Simply put, no collector can explain to another collector why
he collects what he collects. One would think, perhaps, that
there must be some sort of secret understanding, a special handshake
or something, between collectors--some mystical linkage that would
exist despite the fact that one collects, say, books, and the
other stamps. Both, after all, have the "bug," both
have experienced the feelings collectors have when they bring
in something new, or watch their collection swell. But there's
nothing. No secret understanding, no comaraderie, nothing. In
fact, it's worse than that. The stamp collector looks upon the
book collector's collection and thinks, "My God, he's spent
all that money and energy for mere books when, for all that, he
could have been putting together a very fine stamp collection.
What a colossal waste." The stamp collector merely looks
upon the book collector in the same way that non-collectors look
at any collector. They look upon him as someone capable of wasting
serious time or money or energy on something that simply cannot
be cared about. The stamp collector reacts to the book collector
in the way we all react to other people's passions: we are amused
by the silliness of it all, the ridiculous comic figures that
people make of themselves when they are in love. We are momentarily
envious, perhaps, of the lover when we observe him passing into
a separate world of pleasure and fulfillment which is forever
beyond us, but our envy is checked by our self-congratulation
over how realistic we are. We are not the ones,
after all, now behaving so comically, wasting so much money, and
investing so much time in something so manifestly lusterless as
that.
Well, you might reasonably think, at least
other book collectors can appreciate your collection; at
least they might love it with your passion. The answer
to this would be an everlasting no. With them, one can't even
descend to that last resort, promoting admiration by talking about
your collection's monetary value. Each collector knows of the
other's animus against those who collect for reasons other than
passion. This means, of course, that even this last gasp effort
to foster longed-for praise is simply unavailable. With another
book collector, there is simply nothing to be done.

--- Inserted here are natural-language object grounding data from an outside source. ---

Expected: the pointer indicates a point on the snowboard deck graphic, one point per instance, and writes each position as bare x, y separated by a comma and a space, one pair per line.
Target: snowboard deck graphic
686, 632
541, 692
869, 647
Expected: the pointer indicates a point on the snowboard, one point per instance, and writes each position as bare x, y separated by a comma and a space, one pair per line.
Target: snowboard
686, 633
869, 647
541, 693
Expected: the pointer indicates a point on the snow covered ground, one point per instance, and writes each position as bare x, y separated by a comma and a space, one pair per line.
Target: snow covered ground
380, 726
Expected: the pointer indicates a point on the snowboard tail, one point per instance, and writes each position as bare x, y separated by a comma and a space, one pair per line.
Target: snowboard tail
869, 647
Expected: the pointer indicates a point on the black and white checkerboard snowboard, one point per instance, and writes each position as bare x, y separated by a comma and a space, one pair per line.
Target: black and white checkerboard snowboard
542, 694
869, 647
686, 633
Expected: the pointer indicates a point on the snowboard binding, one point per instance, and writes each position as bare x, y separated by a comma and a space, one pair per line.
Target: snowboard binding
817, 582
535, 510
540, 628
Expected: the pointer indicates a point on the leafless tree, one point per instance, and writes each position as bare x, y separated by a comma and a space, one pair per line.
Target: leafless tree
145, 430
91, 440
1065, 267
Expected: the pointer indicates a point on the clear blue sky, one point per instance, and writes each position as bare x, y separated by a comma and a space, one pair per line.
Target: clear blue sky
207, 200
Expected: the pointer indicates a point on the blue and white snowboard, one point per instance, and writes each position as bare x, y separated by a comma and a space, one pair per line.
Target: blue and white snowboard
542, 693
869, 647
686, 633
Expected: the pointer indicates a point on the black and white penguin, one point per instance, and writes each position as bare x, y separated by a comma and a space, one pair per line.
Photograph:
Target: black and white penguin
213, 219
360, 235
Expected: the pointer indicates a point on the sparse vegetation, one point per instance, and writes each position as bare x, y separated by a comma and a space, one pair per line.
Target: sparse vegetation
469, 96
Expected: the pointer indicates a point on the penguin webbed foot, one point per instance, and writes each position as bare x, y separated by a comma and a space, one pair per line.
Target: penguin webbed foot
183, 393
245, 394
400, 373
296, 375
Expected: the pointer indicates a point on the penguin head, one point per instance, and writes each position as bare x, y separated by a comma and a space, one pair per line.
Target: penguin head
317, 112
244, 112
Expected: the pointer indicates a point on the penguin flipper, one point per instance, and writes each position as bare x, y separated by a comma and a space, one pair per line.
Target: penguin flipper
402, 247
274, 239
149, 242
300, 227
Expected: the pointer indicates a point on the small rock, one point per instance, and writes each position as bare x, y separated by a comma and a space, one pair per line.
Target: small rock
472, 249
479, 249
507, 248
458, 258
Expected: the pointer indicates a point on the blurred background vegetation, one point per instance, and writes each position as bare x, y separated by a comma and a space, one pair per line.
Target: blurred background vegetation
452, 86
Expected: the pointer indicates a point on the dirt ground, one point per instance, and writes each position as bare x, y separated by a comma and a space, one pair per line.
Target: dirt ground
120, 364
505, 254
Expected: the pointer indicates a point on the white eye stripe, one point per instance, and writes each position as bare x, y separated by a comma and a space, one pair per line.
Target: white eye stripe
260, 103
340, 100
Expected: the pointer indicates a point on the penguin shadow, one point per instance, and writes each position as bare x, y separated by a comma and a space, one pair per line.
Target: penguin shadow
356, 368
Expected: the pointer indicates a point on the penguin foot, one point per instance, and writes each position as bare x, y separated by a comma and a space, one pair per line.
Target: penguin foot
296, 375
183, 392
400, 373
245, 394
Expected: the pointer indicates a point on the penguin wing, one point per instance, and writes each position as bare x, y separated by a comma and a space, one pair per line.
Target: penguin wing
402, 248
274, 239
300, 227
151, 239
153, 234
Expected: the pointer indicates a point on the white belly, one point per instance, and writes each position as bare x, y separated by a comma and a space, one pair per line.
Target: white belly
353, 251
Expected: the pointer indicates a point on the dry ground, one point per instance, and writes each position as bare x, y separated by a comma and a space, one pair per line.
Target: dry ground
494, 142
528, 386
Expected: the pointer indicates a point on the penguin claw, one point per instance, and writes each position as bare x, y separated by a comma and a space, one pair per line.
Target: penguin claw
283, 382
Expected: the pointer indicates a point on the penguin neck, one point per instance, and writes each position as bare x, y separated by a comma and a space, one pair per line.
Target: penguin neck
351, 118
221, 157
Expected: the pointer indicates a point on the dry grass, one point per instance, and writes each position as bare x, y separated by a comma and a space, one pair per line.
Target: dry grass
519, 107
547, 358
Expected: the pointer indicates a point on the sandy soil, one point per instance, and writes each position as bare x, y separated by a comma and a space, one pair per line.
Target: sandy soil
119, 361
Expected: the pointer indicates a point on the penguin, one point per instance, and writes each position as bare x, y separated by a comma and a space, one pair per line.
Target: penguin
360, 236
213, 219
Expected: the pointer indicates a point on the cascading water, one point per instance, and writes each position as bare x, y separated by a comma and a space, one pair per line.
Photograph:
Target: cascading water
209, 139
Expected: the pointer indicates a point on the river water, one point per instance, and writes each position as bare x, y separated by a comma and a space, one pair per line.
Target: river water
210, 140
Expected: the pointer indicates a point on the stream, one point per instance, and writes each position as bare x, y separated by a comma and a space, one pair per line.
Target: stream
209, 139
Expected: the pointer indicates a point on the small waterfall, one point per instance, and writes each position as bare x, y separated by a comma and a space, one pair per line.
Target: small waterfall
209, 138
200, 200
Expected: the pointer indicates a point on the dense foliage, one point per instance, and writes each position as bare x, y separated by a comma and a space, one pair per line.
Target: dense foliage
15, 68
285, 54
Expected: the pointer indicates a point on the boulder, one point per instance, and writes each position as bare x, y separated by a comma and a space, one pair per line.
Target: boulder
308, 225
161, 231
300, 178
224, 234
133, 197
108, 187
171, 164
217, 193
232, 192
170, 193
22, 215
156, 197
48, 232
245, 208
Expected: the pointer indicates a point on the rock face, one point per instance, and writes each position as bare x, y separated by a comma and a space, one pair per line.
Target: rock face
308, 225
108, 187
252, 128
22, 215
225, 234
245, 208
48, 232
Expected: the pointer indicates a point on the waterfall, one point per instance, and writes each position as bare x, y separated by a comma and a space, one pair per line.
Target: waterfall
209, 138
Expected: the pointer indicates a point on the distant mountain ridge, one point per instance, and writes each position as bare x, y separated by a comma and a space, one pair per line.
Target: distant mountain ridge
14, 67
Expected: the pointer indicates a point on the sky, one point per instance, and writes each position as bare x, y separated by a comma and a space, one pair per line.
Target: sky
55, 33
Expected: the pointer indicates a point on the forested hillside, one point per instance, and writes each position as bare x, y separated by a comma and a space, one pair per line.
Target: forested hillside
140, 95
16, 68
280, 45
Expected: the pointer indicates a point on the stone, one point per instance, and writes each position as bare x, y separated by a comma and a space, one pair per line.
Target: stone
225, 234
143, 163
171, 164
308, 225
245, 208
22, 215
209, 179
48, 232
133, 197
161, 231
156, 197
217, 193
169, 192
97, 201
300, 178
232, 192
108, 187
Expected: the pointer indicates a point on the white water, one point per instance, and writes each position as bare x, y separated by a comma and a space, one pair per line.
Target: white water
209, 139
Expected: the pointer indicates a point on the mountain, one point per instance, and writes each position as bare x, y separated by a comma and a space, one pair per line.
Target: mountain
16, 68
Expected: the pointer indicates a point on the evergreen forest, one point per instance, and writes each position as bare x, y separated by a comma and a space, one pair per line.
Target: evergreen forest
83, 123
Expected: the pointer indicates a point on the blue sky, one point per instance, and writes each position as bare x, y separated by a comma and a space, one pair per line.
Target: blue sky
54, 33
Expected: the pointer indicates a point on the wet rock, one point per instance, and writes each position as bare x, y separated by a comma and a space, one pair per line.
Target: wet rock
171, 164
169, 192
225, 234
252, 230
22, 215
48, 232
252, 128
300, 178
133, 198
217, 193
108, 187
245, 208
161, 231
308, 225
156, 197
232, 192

I've collected first editions for twenty
years now and no one has ever seen my collection with an appreciation
which struck me as being even remotely adequate. Nor will there
ever be such a one. Perhaps somewhere there is a book collector
who collects precisely what I collect, with the same parameters,
the same focus, the same way of weighing value. But I have never
discovered such a person and I never expect to. Even if I did,
only one thing would be certain: to him, my collection would merely
be a love object possessed by the wrong person. I would have
something that by all rights ought to be his. He would think,
"You, sir, you do not deserve this."
Other people cannot, can never, experience
the magic that a collection has for the collector. It is disappointing,
yes, and it gives rise to apprehensions that the collector has
mis-lived his life somehow. But the collector has his own secret
compensation. It is an ugly kind of revenge. It is the kind
of revenge descended to by the moralist, the conspicuously pious,
the early riser, the health food bibber. The collector can look
upon the other, all others, and think, "This one, too, does
not understand worth or value, and what should be most meaningful
is cruelly absent in him. He does not know the glory of the life
properly lived. Go fool, now you have seen the light, and sin
no more."
Pathetic, I say, but inevitable. And if
you happen to have a first edition of a book by Roger Mais, please
let me know. I'll find Lucky Jim myself.